ВИТРАЖИ ДВЕНАДЦАТОГО ВЕКА Наконец мы стоим лицом к лицу с главной славой Шартра. В других церквях есть витражи — в большом количестве и очень красивые, — но мы пытались уловить проблеск той славы, которая стоит за стеклом Шартра и придает ему свое собственное качество и чувство. На этот раз архитектор бесполезен, и его объяснения жалки; живописец помогает еще меньше; а декоратор, если только он не работает со стеклом, — самый плохой проводник из всех, в то время как, если он работает со стеклом, он наверняка поведет неверно; и все они могут трудиться до тех пор, пока каменный Христос Пьера Моклера не оживет и не осудит их среди непростительных грешников на южном портале, но ни они, ни какой-либо другой художник никогда не создадут другого Шартра. Вам лучше остановиться здесь раз и навсегда, если вы не готовы почувствовать, что Шартр стал тем, что он есть, не благодаря художнику, а благодаря Деве.

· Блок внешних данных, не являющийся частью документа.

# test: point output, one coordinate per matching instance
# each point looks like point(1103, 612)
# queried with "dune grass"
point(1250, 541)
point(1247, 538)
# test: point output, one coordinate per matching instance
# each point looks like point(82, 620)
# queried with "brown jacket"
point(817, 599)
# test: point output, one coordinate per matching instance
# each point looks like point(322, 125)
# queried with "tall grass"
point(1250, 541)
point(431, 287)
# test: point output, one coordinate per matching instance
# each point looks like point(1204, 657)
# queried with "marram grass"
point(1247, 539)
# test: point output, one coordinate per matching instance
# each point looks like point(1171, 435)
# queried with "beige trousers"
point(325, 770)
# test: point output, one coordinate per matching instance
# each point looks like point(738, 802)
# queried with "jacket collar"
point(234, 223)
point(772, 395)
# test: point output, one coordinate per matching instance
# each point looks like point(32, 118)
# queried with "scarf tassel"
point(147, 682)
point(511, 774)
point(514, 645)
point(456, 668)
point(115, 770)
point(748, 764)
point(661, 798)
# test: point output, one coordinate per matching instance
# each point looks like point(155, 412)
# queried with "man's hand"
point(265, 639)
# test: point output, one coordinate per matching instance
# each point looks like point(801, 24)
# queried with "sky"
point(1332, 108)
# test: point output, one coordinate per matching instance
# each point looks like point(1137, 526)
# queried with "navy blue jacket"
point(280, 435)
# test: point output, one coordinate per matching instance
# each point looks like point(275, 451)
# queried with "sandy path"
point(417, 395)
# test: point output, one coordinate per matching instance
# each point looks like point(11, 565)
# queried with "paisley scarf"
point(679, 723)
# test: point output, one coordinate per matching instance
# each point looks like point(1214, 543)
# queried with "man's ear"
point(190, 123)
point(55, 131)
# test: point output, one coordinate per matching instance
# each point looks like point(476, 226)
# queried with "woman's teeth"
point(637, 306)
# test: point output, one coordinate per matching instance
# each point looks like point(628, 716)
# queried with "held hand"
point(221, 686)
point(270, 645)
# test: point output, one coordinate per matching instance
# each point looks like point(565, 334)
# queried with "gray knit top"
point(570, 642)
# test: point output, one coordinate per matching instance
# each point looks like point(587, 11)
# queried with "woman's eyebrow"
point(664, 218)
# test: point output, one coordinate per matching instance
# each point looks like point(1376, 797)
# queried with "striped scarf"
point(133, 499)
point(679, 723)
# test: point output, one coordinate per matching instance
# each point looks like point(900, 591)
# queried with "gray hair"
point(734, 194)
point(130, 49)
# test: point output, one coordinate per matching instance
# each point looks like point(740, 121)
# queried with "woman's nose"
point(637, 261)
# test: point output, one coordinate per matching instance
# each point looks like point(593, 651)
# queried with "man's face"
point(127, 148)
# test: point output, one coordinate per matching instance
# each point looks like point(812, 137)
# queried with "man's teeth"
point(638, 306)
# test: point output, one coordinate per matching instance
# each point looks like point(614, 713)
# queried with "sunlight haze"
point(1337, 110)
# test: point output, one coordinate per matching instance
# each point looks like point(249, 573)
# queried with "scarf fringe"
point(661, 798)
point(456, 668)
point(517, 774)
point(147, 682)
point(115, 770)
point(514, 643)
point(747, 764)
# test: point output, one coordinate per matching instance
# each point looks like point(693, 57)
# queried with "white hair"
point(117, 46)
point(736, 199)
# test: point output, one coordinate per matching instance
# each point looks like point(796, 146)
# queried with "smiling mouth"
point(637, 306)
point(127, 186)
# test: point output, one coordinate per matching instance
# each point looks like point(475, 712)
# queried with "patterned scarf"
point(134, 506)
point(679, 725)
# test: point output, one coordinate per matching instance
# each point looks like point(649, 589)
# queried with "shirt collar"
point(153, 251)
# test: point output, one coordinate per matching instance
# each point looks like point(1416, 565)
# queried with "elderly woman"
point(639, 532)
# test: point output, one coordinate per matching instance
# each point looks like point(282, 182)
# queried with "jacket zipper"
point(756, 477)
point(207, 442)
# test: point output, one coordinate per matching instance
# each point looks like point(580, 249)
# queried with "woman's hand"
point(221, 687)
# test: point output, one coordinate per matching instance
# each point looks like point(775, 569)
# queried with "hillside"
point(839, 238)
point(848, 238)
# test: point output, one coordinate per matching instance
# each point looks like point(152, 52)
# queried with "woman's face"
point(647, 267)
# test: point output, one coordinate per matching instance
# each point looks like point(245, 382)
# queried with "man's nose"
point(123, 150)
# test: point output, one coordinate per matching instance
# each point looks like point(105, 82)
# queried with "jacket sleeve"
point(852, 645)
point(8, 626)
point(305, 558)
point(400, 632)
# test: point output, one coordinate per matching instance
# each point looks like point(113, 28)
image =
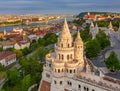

Если это императорское присутствие запечатлено в архитектуре и скульптуре с энергией, которую невозможно спутать, то оно излучается через стекло светом и цветом, которые буквально ослепляют истинного служителя Марии. Иногда становишься немного бессвязным, говоря об этом; стыдно быть настолько экстравагантным, насколько хочется; нет никакого дела мучительно объяснять и доказывать самому себе то, что ясно, как солнце в небе; теряешь самообладание, рассуждая о том, что можно только чувствовать, и что должно чувствоваться мгновенно, как это было в двенадцатом веке, даже «свиньей, которая прядет» (truie qui file) и «ослом, который играет на виоле» (ane qui vielle). Любой, кто пожелает, должен почувствовать это; любой, кто не желает чувствовать это, может оставить это в покое. Тем не менее, может быть, ни один турист из сотни — возможно, ни один из тысячи англоговорящих — не чувствует этого или не может почувствовать, даже когда ему объясняют, ибо мы утратили многие чувства.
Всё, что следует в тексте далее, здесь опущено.